Cuando
las diversas iglesias se afanan en bendecir lo que hace el Estado o
estar muy cerca del mismo, como ocurre cuando bendicen con sus oraciones
actos públicos o fusionan festividades religiosas con festividades
políticas, están dando una señal a la sociedad de que la religión y el
Estado deben estar en contubernio. Esto contribuye a que el Estado en
los hechos sea muy tolerante con unas creencias o confesiones y sea
menos tolerante o intolerante con otras. Cuando el Estado se amarra a
una única confesión religiosa, pierde su función esencial de garantizar
la libertad religiosa, de pensamiento, de opinión y de creencias a todos
los miembros de la sociedad. Cuando el Estado y las religiones están en contubernio, no solo se pierde la dimensión laical del Estado, sino que se puede correr el peligro de que los líderes religiosos utilicen las relaciones con el Estado para beneficiar su confesión religiosa e incluso aprovechar esas relaciones para imponer su fe religiosa a toda la sociedad, marginando a quienes no profesan igual confesión.
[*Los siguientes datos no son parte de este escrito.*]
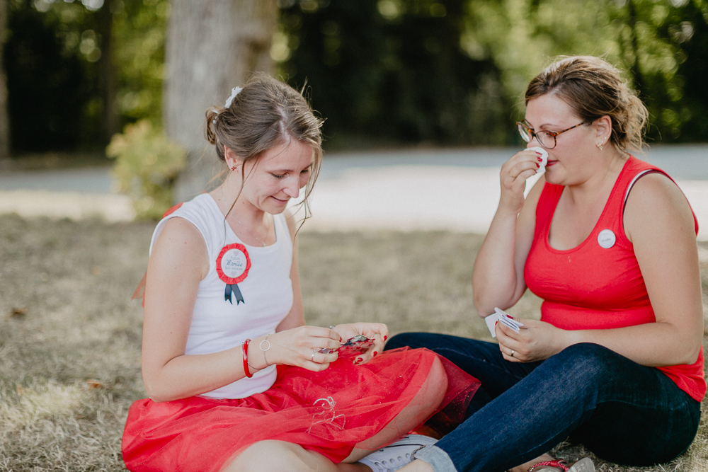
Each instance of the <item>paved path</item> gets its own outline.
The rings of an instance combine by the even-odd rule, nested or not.
[[[499,199],[499,168],[515,149],[327,154],[304,229],[449,229],[484,233]],[[656,146],[644,156],[686,194],[708,240],[708,146]],[[130,219],[107,168],[0,175],[0,212]]]

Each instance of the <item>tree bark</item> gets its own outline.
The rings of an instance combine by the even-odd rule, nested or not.
[[[7,77],[3,51],[7,29],[7,0],[0,0],[0,160],[10,157],[10,118],[7,111]]]
[[[163,121],[188,151],[175,185],[177,202],[209,190],[220,168],[205,139],[205,112],[223,105],[232,87],[255,71],[272,71],[275,0],[173,0],[166,38]]]
[[[113,14],[110,11],[113,3],[106,1],[96,13],[96,30],[101,35],[98,74],[101,101],[103,103],[101,132],[105,144],[119,131],[115,107],[118,91],[113,67]]]

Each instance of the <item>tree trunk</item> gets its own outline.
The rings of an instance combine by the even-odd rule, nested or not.
[[[7,78],[3,59],[7,29],[7,0],[0,0],[0,160],[10,157],[10,118],[7,111]]]
[[[104,144],[107,144],[111,137],[119,131],[115,108],[118,87],[113,67],[113,14],[110,11],[113,3],[106,1],[96,13],[96,30],[101,36],[98,74],[101,101],[103,103],[101,134]]]
[[[167,28],[163,121],[188,151],[175,185],[177,202],[209,190],[220,168],[205,139],[205,112],[223,105],[232,87],[255,71],[270,72],[275,0],[173,0]]]

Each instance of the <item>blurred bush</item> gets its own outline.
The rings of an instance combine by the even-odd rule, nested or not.
[[[172,206],[172,187],[187,161],[185,150],[142,120],[114,135],[105,154],[115,159],[118,190],[130,196],[137,217],[161,218]]]

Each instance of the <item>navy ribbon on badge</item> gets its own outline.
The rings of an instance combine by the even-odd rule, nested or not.
[[[236,295],[236,305],[241,301],[246,303],[237,284],[248,277],[249,269],[251,258],[245,246],[234,243],[222,248],[219,257],[217,258],[217,274],[222,282],[226,283],[226,288],[224,289],[224,301],[233,305],[233,294]]]

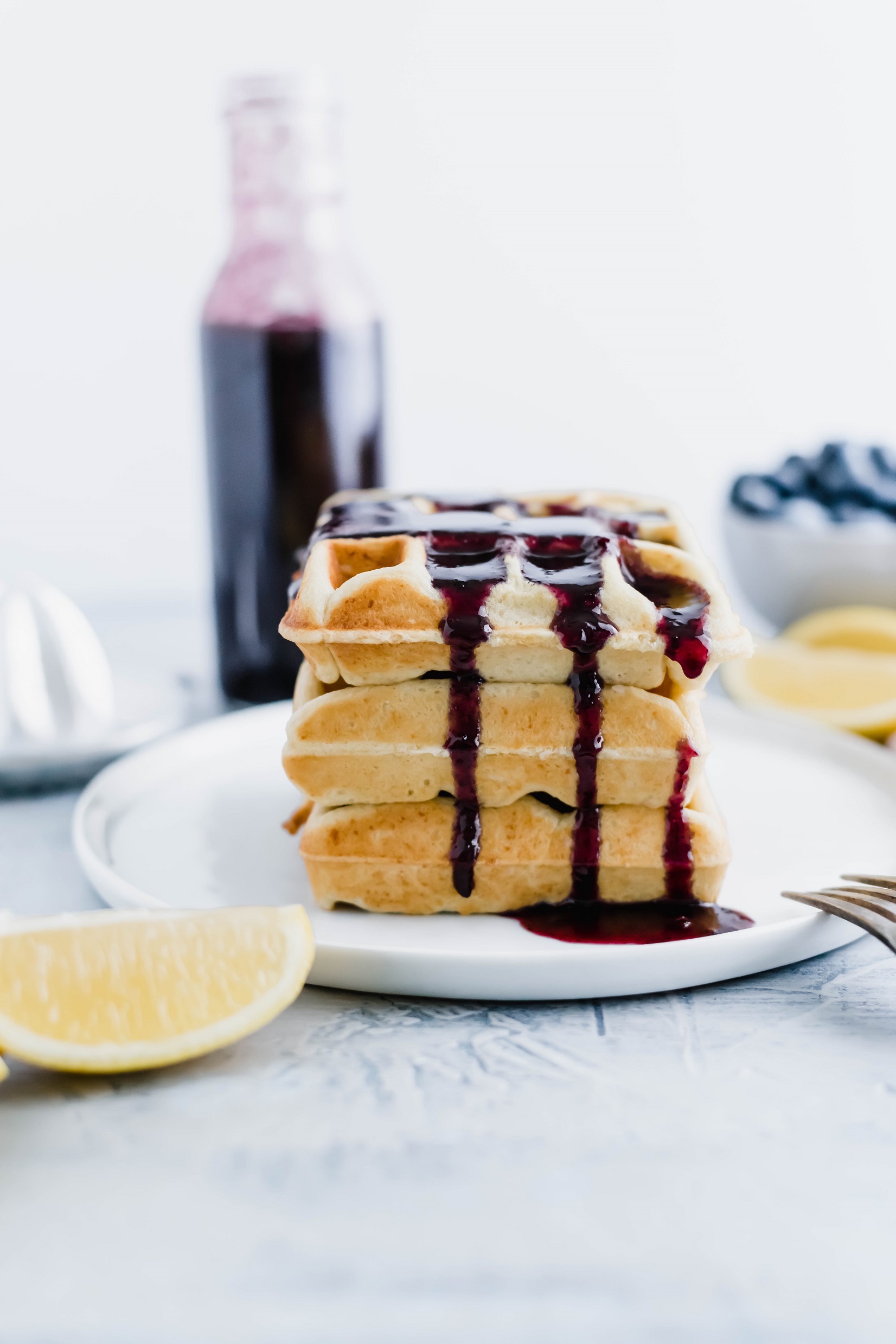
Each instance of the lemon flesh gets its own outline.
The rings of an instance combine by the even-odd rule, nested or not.
[[[89,911],[0,931],[0,1050],[48,1068],[156,1068],[263,1027],[305,982],[301,906]]]
[[[794,621],[782,638],[817,649],[864,649],[896,656],[896,612],[888,606],[832,606]]]
[[[870,738],[896,728],[896,656],[772,640],[758,644],[750,663],[723,668],[723,681],[752,708],[789,710]]]

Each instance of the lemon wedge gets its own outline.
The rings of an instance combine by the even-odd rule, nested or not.
[[[896,728],[896,655],[756,641],[752,659],[728,663],[721,679],[751,708],[805,714],[868,738]]]
[[[896,656],[896,612],[888,606],[832,606],[794,621],[782,638],[814,649],[864,649]]]
[[[192,1059],[275,1017],[313,957],[301,906],[11,921],[0,927],[0,1050],[86,1074]]]

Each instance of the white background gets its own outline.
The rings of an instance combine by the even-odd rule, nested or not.
[[[896,11],[0,0],[0,574],[208,589],[223,81],[329,71],[391,480],[677,496],[896,442]]]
Cuando esto ocurre, las iglesias se arriesgan a perder la identidad de su misión evangelizadora de ser conciencia crítica de la sociedad e iluminar desde la fe el compromiso social que se ha de tener con los sectores empobrecidos e indefensos de la sociedad.
Cuando
las iglesias y religiones se apegan al Estado, el peligro de la
manipulación de la fe es mayor, y por la vía del poder y del dinero se
puede caer con mayor facilidad en la corrupción. No es extraño que en
nombre de un compromiso religioso, dirigentes o animadores de la fe
rompan con la mística y la ética del Evangelio y acaben siendo
legitimadores de corruptos y dinámicas de corrupción e impunidad.
La
fe ha sido y sigue siendo una fuerza esencial, animadora para muchas
personas y grupos comprometidos con las luchas transformadoras de la
sociedad. En este sentido, la Iglesia tiene una alta responsabilidad
para que la fe siga siendo fuente de inspiración y fuerza para
comunidades y luchadores populares. Y como contrapartida, cuanto más se
aferran los dirigentes religiosos a sus estructuras y cuando se quedan
viendo únicamente hacia adentro de ellas, o están muy cerca de grupos
políticos y del Estado, más se corre el peligro, ya no solo de que más
gente abandone la Iglesia, sino que menos presente esté la fe como
fuerza iluminadora en las encrucijadas de las luchas sociales.
¿Qué
ha de significar en estos tiempos la opción preferencial por los
pobres?: que en cualquier circunstancia de la vida, la Iglesia haga
sentir su presencia a favor de las poblaciones indefensas y
discriminadas, promoviendo el diálogo entre los conflictos sociales,
pero desde el lugar de las víctimas. Como parte de su dimensión social,
la Iglesia ha de acompañar aquellos esfuerzos de los pobres por
organizarse para crecer en identidad y para hacer sentir con fuerza sus
demandas y sus derechos.
En
este terreno, el servicio privilegiado de la Iglesia habría de situarse
en la formación de las comunidades, en la iluminación de los procesos
organizativos desde la fe, al tiempo que seguir siendo palabra y
conciencia crítica tanto frente a las élites políticas y empresariales
como frente a aquellos dirigentes que en lugar de representar los
intereses de los pobres acaban utilizando a los pobres para sus propios
intereses.
La
Iglesia ha de acompañar a las organizaciones sociales y populares desde
su amor preferencial por los pobres, de manera que en cualquier
circunstancia lo que ha de importar es que la organización sea expresión
de los ideales y sueños de los pobres. En circunstancias en la que haya
conflicto entre la organización y la vida de los pobres, la Iglesia no
ha de dudar en situarse en la realidad de los pobres, puesto que la
opción de la Iglesia es por los pobres, y apoyará o cuestionará aquellas
mediaciones según fortalezcan la vida y la esperanza de los pobres.